Lars Marius Garshol larsga@ifi.uio.no
19 Apr 1999 10:32:49 +0200

* Lars Marius Garshol
| I think it makes sense to have something a bit more lightweight and
| easier to use than the DOM. However, why not build it on top of SAX
| instead of pyexpat? No reason to restrict ourselves to just one
| parser, is there?

* Greg Stein
| No particular reason, although it will be somewhat slower if based
| on SAX. 

It will, so maybe we should consider making two builders?

| I see in drv_pyexpat.py that the startElement handler does a good
| bit of work before getting to the "real" start handler. It would be
| nice to skip that :-) (honestly, though, I don't know what kind of
| overhead it creates).

If you have a lot of attributes I guess it will be slow, but I think
applications using your qp_xml will essentially have to redo that work
(and quite possibly in a less efficient manner), since they can't just
do a simple lookup to get the attribute values.

So your qp_xml would be nicer if it had a hash of attributes instead
of a list, and applications based on it would very likely be faster.
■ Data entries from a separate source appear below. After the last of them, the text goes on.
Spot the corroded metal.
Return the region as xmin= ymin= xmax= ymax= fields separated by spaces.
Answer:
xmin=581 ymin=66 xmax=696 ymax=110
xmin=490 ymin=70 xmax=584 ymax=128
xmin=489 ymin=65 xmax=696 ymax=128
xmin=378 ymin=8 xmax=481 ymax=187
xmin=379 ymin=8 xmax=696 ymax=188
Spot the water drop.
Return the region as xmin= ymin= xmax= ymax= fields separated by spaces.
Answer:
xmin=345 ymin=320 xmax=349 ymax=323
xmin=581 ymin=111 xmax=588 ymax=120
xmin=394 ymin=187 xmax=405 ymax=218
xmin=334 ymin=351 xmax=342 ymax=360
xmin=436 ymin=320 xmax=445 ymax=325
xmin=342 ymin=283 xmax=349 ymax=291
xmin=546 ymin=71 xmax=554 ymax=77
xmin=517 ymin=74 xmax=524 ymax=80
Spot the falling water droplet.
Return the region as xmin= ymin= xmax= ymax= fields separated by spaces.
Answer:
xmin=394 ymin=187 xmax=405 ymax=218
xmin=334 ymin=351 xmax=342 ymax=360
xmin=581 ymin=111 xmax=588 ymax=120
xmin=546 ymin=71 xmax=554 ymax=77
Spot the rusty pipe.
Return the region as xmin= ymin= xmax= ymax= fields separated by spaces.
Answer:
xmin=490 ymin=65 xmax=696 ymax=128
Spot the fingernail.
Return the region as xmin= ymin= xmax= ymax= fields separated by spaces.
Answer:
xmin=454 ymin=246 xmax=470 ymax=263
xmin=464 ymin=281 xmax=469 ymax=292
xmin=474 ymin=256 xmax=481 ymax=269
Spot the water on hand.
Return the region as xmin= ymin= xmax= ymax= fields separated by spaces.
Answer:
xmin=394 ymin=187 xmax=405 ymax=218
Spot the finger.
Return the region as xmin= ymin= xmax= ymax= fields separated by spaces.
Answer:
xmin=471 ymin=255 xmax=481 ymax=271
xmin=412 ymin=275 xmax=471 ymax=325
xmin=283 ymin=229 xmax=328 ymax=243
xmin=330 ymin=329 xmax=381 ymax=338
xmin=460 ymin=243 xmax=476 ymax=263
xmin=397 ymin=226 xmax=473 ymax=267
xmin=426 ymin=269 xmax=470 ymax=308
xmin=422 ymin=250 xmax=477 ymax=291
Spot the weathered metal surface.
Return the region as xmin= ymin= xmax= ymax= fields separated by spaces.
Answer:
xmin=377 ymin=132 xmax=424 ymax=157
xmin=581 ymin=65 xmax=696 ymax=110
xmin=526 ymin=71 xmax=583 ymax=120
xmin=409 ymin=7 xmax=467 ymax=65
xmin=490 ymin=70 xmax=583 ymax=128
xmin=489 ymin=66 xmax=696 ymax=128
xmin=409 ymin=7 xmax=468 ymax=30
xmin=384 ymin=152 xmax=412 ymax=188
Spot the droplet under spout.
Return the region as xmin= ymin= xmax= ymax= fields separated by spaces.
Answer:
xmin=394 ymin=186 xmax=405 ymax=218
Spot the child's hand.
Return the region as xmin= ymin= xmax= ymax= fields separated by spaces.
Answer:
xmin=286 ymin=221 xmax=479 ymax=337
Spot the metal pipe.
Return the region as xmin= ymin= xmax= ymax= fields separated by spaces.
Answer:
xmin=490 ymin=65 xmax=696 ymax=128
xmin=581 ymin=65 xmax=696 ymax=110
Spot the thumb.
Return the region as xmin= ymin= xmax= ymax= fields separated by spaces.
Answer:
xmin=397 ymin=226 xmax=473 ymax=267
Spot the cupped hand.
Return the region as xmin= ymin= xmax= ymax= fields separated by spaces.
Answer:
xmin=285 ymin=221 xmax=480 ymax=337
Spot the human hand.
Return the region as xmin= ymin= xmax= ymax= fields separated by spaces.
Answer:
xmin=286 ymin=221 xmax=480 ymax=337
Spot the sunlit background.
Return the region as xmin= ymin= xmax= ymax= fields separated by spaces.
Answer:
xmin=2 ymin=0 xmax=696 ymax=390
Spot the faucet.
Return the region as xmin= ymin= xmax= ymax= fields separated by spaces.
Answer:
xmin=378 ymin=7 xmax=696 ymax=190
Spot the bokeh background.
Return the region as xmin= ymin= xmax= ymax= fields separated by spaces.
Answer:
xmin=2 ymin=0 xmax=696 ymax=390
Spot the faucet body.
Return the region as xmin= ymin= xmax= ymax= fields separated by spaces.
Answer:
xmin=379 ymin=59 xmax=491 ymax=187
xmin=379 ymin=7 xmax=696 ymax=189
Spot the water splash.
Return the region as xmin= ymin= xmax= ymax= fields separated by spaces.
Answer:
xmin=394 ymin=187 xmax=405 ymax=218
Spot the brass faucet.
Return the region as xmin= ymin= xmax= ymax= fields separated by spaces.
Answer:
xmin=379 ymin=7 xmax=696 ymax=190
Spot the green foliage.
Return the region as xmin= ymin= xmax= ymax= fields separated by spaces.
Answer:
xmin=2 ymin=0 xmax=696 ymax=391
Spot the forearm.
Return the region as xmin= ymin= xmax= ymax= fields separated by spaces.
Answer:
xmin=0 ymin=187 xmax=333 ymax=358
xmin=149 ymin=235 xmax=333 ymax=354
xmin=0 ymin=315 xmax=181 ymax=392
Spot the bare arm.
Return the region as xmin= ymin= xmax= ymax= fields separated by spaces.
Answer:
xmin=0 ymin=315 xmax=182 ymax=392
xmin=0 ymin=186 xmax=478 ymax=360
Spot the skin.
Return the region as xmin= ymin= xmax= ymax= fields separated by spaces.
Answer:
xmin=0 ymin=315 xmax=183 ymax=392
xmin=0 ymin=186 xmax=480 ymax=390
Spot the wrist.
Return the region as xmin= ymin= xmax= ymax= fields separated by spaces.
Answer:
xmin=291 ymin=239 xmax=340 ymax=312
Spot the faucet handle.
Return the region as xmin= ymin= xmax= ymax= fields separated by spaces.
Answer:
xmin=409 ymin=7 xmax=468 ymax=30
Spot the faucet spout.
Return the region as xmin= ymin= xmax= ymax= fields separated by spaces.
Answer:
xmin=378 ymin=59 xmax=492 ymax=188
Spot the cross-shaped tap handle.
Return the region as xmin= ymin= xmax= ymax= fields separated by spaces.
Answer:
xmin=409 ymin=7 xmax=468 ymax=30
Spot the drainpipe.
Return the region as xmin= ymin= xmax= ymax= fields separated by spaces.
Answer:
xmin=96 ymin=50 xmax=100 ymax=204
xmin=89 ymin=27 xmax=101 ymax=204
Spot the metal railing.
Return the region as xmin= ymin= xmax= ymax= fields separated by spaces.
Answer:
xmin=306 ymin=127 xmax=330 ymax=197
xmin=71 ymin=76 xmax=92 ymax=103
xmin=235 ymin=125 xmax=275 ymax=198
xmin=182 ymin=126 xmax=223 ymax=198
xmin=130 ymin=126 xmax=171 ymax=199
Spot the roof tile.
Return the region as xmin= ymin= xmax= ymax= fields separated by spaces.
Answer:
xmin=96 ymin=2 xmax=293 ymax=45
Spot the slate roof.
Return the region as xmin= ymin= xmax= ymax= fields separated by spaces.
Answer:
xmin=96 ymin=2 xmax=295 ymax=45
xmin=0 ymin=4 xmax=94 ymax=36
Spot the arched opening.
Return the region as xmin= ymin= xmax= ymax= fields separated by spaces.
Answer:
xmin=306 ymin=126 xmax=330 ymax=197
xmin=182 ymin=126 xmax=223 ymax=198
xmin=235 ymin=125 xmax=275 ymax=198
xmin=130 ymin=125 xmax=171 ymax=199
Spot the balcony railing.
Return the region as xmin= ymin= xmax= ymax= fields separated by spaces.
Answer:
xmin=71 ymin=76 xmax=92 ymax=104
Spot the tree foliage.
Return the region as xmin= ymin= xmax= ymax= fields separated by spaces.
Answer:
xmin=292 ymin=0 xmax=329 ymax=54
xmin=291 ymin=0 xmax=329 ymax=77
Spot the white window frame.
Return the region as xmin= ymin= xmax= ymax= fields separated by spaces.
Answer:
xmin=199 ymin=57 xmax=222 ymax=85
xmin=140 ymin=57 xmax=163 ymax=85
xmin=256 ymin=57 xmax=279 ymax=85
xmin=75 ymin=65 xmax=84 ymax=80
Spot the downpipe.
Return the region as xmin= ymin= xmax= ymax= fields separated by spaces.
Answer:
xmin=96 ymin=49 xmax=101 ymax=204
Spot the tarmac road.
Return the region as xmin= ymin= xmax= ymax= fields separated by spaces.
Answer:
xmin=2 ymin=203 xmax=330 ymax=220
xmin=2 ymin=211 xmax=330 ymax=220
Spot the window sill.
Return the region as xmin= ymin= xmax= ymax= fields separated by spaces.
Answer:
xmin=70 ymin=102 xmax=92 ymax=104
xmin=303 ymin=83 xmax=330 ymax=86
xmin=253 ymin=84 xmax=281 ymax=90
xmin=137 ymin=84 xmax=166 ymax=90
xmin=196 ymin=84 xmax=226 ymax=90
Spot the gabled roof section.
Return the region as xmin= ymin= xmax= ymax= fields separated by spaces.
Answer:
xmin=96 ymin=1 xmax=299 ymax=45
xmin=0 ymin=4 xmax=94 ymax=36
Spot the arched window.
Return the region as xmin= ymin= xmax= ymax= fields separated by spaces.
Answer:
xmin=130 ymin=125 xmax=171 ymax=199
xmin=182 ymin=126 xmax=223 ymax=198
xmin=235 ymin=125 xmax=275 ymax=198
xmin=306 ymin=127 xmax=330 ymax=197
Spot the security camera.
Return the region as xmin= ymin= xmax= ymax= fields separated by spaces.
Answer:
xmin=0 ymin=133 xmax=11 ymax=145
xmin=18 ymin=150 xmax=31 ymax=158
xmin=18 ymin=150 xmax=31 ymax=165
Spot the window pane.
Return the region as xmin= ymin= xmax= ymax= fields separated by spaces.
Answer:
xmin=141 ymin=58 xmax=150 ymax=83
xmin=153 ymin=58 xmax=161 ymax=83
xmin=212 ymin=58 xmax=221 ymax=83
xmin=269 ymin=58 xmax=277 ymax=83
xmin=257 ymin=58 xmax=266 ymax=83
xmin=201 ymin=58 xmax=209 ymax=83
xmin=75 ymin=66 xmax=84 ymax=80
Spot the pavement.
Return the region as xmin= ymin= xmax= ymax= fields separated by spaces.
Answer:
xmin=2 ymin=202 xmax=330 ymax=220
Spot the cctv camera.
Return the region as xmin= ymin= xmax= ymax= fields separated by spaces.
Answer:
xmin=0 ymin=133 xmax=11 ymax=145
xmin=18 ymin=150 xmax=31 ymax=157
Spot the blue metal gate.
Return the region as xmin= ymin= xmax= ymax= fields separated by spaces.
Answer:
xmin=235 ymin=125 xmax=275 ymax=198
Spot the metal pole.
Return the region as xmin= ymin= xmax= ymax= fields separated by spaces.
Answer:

Also, I think it might make sense to modify pyexpat to create a hash
in the PyAPI wrapping instead of a list as it does now. That would
most likely be both the fastest and the nicest solution.
| It might be nice to switch it to SAX and bench the pure pyexpat
| version against the SAX version.

Feel free. I don't have the time, I'm afraid.
| I do agree that SAX-based would be the Right Thing, but I'm also
| willing to trade that for speed since people can always use the DOM
| if they need to use a different, underlying parser (such as
| xmlproc).

Or sgmlop, or htmllib, or sgmllib. Or, when I get round to it, SP or
Java parsers under JPython. Maybe also RXP.

--Lars M.